In a research letter published in the Journal of the American Medical Association, UTMB researchers found a high variability in standard PSA-ordering practice among primary care physicians. Some doctors ordered the test for their older male patients regularly, despite more than a decade of recommendations against doing so. The doctors’ tendency to order the test had little to do with measurable patient characteristics.
“Our results suggest that a major reason for the continued high PSA rate is decision-making by the physicians,” said senior author Dr. James Goodwin, director of UTMB’s Sealy Center on Aging. “That’s why there was so much variation among physicians, after accounting for differences among patients. It is clear that some of the overuse is because of preferences of individual patients, but the conclusion of our results is that much more is coming from their primary care physicians.”
The purpose of UTMB study was to determine the role primary care physicians play in whether a man receives PSA screening. The study looked at the complete Medicare Part A and Part B data for 1,963 Texas physicians who had at least 20 men age 75 or older in their panels and who saw a man three or more times in 2009. Of the 61,351 patient records examined, 41 percent of men received a PSA screening that year, and 29 percent received a screening ordered by their primary care physician.
Which primary care physician a man sees explained approximately seven times more of the variance in PSA screening than did the measurable patient characteristics, such as age, ethnicity, and location, according to the study.
“Overtesting can create harms, including overdiagnosis,” said Dr. Elizabeth Jaramillo, lead author and an instructor of internal medicine-geriatrics at UTMB. “The vast majority of prostate cancers are so slow growing that an elderly man is much more likely to die of another condition in his lifetime than from the cancer.”

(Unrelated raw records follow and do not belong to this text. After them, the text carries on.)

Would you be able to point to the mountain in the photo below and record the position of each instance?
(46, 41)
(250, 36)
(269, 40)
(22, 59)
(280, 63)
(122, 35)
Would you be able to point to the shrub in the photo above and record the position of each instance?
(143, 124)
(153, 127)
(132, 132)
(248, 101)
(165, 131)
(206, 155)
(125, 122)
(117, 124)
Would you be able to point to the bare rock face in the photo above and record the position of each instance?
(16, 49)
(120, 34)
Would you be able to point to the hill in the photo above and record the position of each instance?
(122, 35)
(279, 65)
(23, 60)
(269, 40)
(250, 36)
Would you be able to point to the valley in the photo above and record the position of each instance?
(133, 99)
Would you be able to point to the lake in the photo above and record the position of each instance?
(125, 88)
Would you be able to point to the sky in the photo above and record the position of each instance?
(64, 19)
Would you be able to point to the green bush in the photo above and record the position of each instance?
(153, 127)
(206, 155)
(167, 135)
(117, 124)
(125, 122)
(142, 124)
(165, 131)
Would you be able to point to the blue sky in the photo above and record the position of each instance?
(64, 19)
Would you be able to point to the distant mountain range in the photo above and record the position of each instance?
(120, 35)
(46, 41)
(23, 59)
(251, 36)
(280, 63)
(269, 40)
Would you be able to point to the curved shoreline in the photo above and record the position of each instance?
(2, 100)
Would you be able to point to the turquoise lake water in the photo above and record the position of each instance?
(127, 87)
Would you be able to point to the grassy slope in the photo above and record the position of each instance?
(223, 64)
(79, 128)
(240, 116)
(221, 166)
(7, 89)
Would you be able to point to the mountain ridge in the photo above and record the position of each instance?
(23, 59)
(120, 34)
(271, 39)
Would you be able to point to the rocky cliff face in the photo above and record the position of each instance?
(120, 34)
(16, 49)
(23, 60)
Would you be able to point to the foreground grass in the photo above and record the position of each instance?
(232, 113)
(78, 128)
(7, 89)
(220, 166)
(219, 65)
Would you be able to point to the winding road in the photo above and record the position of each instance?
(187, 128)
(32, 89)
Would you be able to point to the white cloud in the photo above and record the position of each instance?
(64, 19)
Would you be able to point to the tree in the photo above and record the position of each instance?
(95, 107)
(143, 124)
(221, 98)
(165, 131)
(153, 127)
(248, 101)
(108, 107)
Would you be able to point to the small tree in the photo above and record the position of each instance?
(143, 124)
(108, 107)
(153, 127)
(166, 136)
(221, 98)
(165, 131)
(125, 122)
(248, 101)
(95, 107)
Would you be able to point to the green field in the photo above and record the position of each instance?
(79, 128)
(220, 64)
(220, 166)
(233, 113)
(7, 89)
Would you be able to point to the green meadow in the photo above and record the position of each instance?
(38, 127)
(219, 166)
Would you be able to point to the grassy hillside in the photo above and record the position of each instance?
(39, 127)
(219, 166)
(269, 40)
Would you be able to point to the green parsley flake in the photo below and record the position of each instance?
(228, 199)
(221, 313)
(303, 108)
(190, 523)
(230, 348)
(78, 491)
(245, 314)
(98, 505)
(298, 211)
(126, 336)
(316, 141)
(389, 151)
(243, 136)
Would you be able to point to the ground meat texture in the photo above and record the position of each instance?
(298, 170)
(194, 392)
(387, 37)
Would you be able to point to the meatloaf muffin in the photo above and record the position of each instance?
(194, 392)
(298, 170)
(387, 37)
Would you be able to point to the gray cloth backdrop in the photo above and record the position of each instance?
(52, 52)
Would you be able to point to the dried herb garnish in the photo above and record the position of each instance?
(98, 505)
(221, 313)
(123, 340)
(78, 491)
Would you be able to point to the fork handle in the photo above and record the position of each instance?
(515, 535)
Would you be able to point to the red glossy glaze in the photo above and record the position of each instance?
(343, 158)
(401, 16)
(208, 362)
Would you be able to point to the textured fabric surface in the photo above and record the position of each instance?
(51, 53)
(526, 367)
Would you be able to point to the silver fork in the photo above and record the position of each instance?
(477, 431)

Additional research is needed to understand why some primary care physicians order PSA screenings more often than others. The study suggests that overtesting rates be included as quality measures of PCPs. Medicare data can be used to generate such measures.
Co-authors include biostatistician Alai Tan, research associate Liu Yang and professor Yong-Fang Kuo. The research was supported by the Cancer Prevention Research Institute of Texas, the National Institutes of Health, the Agency for Healthcare Research and Quality and the UTMB Clinical and Translational Science Award.
Routine prostate cancer screening for asymptomatic patients — especially older ones — has been criticized by many organizations over the past dozen years. The American Cancer Society, the American Academy of Family Physicians and the American College of Physicians have all called for curtailing routine annual PSA testing because it so often leads to unnecessarily aggressive treatment that can cause impotence and incontinence.
The screening test detects the presence of PSA, a protein produced by the prostate gland. Traditional thinking was that the higher a man’s PSA level, the more likely he was to have prostate cancer. New evidence shows that many factors can increase a man’s PSA level, and that even if cancer is one of those factors, most prostate cancer is so slow growing it will never progress to a dangerous level.
According to a 2012 study by the National Cancer Institute, a 13-year cancer screening trial showed that men who undergo annual PSA screening have roughly the same death rate from prostate cancer as men who don’t.
The U.S. Preventive Services Task Force called for the elimination of routine PSA screening in 2012. In May the American Urological Association said routine PSA screening should be limited to men between 55 and 69.